15. The method of claim 13, wherein the imaging device comprises a tracked C-arm system, and act (b) comprises receiving initial approximate camera parameters from such tracked C-arm system.

16. The method of claim 13, wherein the at least one projection input image includes at least a pair of projection input images, and act (b) comprises detecting corresponding landmarks in the at least a pair of projection input images and calculating the initial approximate camera parameters using a geometry-based relative pose estimation algorithm.

17. The method of claim 13, wherein the representation domain comprises a three-dimensional segmentation or occupancy representation, and the reprojection consistency score reflects agreement between projected segmentation or occupancy representation and anatomical structures visible in the projection input images.

18. The method of claim 13, wherein act (f) comprises determining gradients of the reprojection consistency score with respect to at least one of the camera parameters by backpropagating through at least a projection operation, and applying a gradient-based optimization algorithm.

19. The method of claim 13, wherein act (f) comprises using a global optimizer such as a Covariance Matrix Adaptation Evolution Strategy (CMAES).

20. The method of claim 13, wherein act (f) comprises refining at least one rotational degree of freedom and/or at least one translational degree of freedom around the initial approximate camera parameters, and further including imposing a prior favoring refined camera parameters that are similar to initial approximate camera parameters and/or consistent with a predetermined nominal constraint such as orthogonality.

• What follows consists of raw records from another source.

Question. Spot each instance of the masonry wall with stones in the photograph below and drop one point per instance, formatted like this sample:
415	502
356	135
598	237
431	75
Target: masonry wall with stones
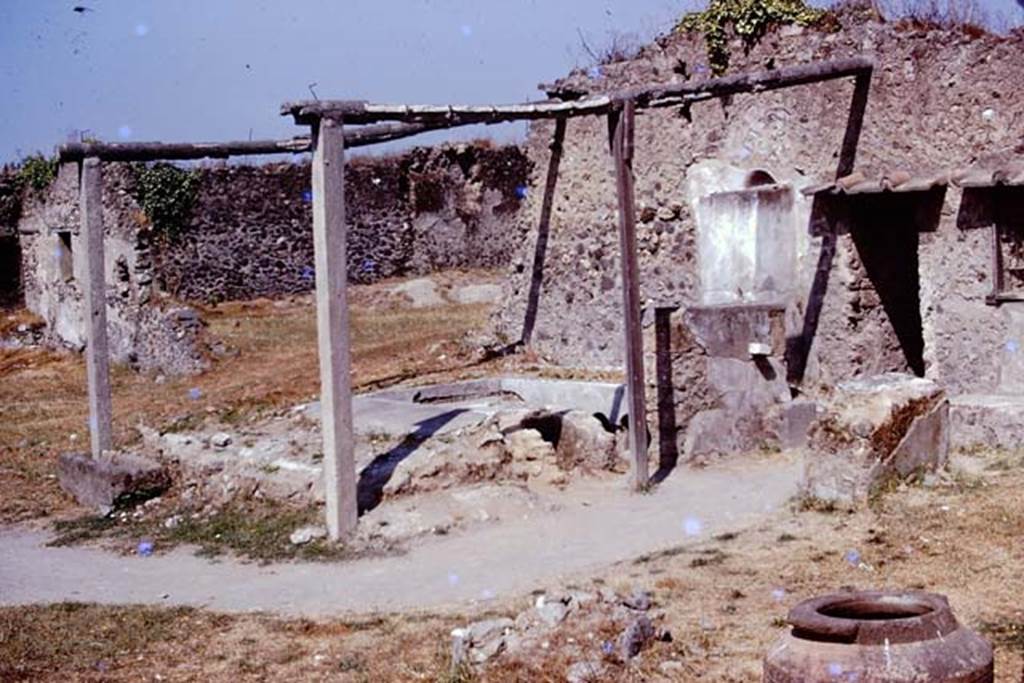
432	208
838	298
145	330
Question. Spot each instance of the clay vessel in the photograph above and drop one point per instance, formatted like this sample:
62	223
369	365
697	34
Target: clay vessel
878	637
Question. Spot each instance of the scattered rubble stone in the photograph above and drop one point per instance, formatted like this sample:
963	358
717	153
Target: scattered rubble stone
589	671
640	600
574	610
304	535
875	429
635	638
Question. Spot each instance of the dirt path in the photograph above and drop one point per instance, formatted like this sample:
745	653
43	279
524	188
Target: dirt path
508	558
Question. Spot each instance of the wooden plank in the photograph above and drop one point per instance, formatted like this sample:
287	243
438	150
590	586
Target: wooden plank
543	230
669	94
94	293
356	137
635	380
332	328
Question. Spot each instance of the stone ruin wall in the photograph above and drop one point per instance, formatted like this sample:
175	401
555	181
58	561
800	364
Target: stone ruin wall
429	209
250	236
939	99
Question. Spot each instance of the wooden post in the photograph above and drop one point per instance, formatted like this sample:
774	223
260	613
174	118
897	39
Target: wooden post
332	327
97	369
543	230
623	152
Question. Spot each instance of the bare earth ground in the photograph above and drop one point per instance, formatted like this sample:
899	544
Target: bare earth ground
724	600
724	597
43	409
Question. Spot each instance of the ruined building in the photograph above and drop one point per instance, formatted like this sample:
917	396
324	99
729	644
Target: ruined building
764	281
245	231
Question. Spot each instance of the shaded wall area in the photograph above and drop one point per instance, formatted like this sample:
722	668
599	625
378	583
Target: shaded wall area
250	233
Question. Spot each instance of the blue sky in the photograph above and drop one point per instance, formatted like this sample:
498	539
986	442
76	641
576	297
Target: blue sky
209	70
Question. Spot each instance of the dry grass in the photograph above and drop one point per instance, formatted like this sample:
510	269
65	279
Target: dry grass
43	409
964	542
76	642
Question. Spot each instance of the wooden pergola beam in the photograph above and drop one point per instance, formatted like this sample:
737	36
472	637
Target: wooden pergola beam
355	137
671	94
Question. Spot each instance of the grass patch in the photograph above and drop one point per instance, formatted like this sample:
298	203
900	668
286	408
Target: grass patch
35	641
258	532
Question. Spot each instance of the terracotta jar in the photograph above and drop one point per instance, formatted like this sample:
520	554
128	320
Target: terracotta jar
878	637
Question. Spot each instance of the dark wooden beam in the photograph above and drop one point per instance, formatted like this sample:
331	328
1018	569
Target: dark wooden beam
670	94
354	137
544	228
635	380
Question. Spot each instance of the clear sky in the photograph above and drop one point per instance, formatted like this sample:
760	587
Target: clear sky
217	70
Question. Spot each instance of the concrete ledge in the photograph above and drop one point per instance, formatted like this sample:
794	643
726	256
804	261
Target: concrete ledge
111	480
872	430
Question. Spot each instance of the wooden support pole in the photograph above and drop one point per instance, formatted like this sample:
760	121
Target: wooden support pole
543	230
635	381
94	290
332	328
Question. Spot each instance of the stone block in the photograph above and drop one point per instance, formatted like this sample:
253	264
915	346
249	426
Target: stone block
112	479
584	440
727	331
875	429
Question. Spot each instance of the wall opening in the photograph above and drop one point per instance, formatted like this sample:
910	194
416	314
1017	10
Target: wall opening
10	271
886	232
64	256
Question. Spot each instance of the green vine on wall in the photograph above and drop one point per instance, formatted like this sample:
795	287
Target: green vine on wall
750	19
37	172
166	195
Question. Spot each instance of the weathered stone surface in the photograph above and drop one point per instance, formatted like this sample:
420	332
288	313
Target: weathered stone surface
636	636
727	331
422	292
839	321
639	600
873	429
992	421
304	535
112	479
477	294
585	441
590	671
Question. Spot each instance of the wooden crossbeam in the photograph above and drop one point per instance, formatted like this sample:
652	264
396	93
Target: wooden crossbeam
355	137
670	94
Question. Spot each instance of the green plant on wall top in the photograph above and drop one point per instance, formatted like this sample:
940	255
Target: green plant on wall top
166	194
37	172
750	19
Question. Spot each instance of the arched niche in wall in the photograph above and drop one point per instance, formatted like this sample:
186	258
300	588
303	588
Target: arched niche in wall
747	242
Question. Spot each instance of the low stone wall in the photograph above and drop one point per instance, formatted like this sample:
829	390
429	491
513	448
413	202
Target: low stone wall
251	228
249	235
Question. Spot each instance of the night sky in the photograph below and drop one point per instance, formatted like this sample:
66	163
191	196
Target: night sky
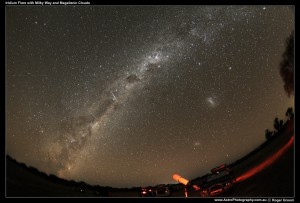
127	96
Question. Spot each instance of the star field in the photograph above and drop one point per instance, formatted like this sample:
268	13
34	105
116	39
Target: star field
126	96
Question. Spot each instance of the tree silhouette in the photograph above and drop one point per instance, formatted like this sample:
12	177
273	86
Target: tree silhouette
289	113
268	134
287	66
277	124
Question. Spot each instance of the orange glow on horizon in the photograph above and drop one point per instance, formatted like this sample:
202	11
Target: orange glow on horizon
266	163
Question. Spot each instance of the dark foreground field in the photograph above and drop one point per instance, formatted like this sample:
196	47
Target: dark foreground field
269	172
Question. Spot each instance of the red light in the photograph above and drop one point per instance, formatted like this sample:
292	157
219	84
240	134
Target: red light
266	163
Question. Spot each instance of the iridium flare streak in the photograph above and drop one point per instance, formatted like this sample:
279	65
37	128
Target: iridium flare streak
266	163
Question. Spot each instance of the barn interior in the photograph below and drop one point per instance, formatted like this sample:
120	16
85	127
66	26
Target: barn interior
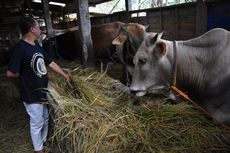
179	22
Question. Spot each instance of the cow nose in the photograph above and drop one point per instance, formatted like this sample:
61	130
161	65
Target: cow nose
133	92
137	92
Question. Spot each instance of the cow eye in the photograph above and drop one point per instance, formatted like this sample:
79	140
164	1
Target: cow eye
142	61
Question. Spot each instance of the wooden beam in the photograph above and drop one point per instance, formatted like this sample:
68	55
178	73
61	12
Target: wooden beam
88	57
201	17
47	17
28	4
128	5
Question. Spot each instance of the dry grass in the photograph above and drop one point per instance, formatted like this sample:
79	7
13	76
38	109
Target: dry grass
96	117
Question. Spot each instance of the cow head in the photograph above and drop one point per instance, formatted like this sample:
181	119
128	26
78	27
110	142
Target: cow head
152	67
128	41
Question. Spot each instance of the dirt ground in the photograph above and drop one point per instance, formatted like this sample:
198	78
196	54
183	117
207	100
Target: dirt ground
14	129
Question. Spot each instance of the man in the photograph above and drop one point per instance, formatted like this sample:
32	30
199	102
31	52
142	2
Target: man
29	62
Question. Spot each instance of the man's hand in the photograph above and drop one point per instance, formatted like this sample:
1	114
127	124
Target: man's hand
10	74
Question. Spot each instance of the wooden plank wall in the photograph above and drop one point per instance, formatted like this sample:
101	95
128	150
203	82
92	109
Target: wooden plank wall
178	22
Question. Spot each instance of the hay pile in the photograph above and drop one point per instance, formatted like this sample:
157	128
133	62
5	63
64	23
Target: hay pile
96	116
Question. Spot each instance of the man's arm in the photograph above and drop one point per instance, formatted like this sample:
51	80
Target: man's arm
10	74
58	70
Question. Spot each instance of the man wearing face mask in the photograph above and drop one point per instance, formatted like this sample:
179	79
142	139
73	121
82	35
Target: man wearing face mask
28	63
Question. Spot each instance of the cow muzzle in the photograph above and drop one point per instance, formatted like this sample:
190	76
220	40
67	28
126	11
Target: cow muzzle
137	93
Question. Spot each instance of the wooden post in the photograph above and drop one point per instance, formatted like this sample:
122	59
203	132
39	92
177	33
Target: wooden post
176	24
28	4
201	17
161	19
128	7
47	17
88	58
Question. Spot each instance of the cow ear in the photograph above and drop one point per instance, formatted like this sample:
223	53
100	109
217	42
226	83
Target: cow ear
160	49
146	27
153	40
130	70
119	40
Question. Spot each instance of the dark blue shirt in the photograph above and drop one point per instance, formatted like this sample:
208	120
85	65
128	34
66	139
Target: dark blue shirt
30	62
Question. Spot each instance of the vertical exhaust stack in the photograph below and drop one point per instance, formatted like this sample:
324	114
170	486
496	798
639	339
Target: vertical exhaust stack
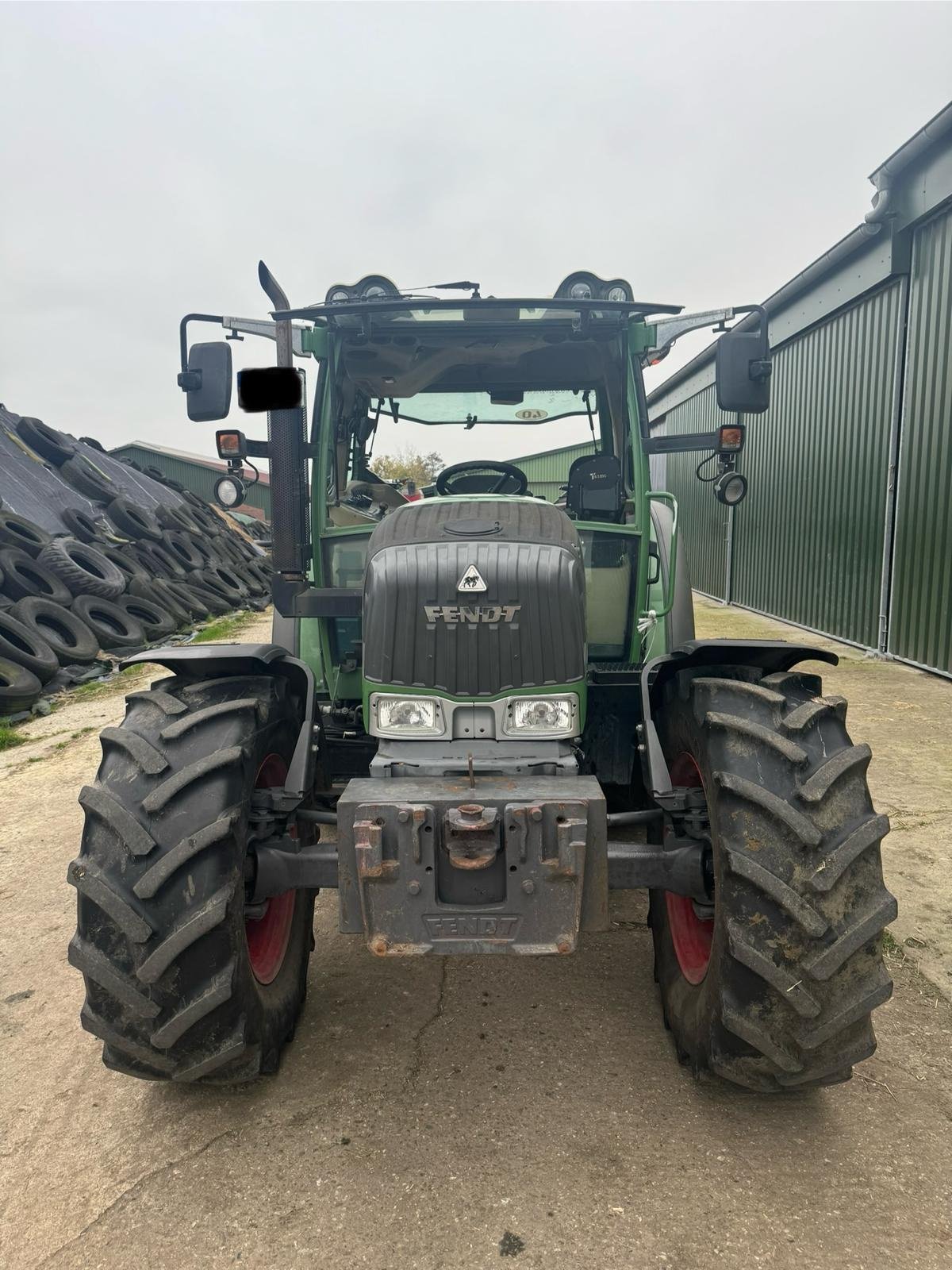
287	435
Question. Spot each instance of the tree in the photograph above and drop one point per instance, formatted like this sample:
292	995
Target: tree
408	464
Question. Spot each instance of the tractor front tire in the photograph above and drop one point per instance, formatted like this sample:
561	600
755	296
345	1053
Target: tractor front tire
182	982
774	987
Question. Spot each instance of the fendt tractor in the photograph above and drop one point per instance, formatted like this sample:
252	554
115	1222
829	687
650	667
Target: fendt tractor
482	709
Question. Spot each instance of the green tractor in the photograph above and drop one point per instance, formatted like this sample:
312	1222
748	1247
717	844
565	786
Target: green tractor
482	710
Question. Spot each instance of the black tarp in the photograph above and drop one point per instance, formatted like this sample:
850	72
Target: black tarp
35	488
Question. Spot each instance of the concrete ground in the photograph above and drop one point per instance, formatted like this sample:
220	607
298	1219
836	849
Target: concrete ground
454	1115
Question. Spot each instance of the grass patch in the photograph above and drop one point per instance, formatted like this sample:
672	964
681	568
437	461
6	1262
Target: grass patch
224	628
10	737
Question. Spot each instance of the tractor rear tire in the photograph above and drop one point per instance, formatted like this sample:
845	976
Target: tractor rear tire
181	983
774	987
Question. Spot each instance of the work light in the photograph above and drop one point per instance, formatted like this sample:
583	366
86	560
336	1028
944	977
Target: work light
228	492
730	488
541	717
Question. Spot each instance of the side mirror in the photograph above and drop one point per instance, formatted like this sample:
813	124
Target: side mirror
743	370
207	381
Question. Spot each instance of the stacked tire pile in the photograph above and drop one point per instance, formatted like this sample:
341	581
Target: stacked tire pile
113	583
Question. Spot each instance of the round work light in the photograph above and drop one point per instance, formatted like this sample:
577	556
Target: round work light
228	492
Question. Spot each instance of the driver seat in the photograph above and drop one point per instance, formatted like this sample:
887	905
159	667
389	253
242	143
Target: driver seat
596	491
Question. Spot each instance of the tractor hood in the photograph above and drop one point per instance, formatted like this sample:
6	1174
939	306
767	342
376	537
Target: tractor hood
475	597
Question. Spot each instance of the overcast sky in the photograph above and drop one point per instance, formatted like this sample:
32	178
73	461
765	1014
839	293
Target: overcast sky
150	154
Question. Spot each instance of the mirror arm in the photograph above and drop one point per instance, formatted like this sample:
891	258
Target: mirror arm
668	329
183	347
268	330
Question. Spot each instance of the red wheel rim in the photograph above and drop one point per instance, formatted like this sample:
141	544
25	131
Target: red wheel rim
691	937
268	935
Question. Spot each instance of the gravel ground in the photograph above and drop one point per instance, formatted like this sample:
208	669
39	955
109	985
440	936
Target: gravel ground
463	1114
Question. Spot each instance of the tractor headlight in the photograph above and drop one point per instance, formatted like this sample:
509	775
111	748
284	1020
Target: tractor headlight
541	717
406	717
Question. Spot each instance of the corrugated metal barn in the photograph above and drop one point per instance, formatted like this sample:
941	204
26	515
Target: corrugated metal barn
196	473
847	529
547	473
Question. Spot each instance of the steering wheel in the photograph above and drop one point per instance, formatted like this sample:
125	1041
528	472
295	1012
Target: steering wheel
512	480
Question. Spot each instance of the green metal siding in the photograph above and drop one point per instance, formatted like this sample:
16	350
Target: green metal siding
702	520
920	610
201	480
547	471
808	540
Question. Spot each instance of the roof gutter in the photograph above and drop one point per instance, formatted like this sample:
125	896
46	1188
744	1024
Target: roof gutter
847	247
907	154
882	179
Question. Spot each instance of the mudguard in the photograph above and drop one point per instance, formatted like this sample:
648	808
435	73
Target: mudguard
714	654
220	660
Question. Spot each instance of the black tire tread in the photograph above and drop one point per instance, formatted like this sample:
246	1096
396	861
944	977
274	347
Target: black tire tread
797	963
160	886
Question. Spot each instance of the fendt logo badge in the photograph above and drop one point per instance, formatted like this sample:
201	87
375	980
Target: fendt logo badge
456	615
499	927
471	581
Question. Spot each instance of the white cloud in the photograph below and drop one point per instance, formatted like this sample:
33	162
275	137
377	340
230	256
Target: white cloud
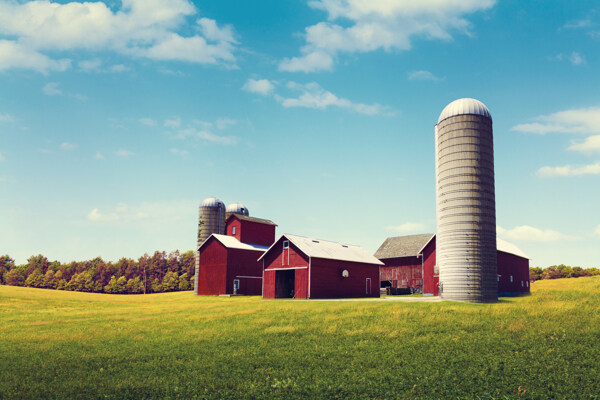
314	96
589	145
407	227
6	118
147	121
583	120
569	170
528	233
139	28
124	153
369	25
16	55
51	89
260	86
423	76
68	146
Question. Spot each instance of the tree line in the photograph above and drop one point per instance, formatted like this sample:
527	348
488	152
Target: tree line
560	271
158	273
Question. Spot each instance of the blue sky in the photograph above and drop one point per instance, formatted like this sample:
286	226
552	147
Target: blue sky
118	118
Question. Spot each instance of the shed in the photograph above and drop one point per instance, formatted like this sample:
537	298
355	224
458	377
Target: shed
403	256
306	268
228	266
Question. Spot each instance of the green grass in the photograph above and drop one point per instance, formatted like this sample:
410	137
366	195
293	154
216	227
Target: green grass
76	345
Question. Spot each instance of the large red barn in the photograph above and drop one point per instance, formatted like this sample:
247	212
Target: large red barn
410	263
228	263
306	268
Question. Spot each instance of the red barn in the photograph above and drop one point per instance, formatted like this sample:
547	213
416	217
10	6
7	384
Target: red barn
410	263
305	268
228	263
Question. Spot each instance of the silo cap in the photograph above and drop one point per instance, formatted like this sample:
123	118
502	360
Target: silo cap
238	208
212	202
464	107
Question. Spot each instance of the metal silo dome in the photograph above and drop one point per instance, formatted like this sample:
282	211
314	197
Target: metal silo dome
237	208
465	203
464	106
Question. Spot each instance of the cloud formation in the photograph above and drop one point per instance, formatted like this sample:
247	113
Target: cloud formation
369	25
580	121
569	170
139	28
528	233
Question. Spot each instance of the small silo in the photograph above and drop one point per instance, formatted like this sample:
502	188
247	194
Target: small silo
236	208
211	220
465	203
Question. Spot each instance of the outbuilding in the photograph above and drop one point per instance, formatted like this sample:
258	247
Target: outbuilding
306	268
410	264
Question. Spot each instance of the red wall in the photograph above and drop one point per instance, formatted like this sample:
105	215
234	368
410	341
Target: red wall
518	267
212	270
403	272
251	231
326	279
242	265
430	278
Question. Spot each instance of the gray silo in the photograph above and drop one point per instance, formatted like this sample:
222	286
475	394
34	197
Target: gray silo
465	203
236	208
211	220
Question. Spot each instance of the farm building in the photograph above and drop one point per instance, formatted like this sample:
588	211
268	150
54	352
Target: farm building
228	263
410	263
306	268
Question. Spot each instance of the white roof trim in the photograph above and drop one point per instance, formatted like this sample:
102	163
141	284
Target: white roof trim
232	243
329	250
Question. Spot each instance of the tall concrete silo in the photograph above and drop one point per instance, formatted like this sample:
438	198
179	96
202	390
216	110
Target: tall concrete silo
211	220
465	203
236	208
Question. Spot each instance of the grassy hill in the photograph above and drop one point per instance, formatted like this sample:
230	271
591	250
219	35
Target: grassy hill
57	344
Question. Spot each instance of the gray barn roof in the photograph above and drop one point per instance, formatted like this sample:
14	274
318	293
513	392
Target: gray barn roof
403	246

21. The method of claim 13, wherein the reprojection consistency score is aggregated across a plurality of views.

22. (canceled)

23. A system comprising one or more processors and memory storing instructions which, when executed by the one or more processors, cause the system to perform a method for self-calibrating relative camera parameters of imaging devices configured to acquire two-dimensional projection images of a three-dimensional object, the method comprising:

(a) receiving at least one projection input image of the object;

(b) receiving or estimating initial approximate camera parameters associated with the at least one projection input image;

(c) generating, using a two-dimensional-to-three-dimensional reconstruction module, a three-dimensional reconstruction of the object based on the at least one projection input image and the approximate camera parameters, the reconstruction belonging to a representation domain used by the reconstruction module;

(d) projecting the three-dimensional reconstruction using the approximate camera parameters to obtain, for each view, a two-dimensional reprojection image;

(e) for each view, computing a reprojection consistency score using a reconstruction-aware learned similarity metric, the reconstruction-aware learned similarity metric receiving the corresponding projection input image and the corresponding two-dimensional reprojection image;

(f) updating at least one camera parameter based at least in part on the reprojection consistency score; and

(g) repeating (c)-(f) until a convergence condition is satisfied, thereby producing refined camera parameters and an improved three-dimensional reconstruction.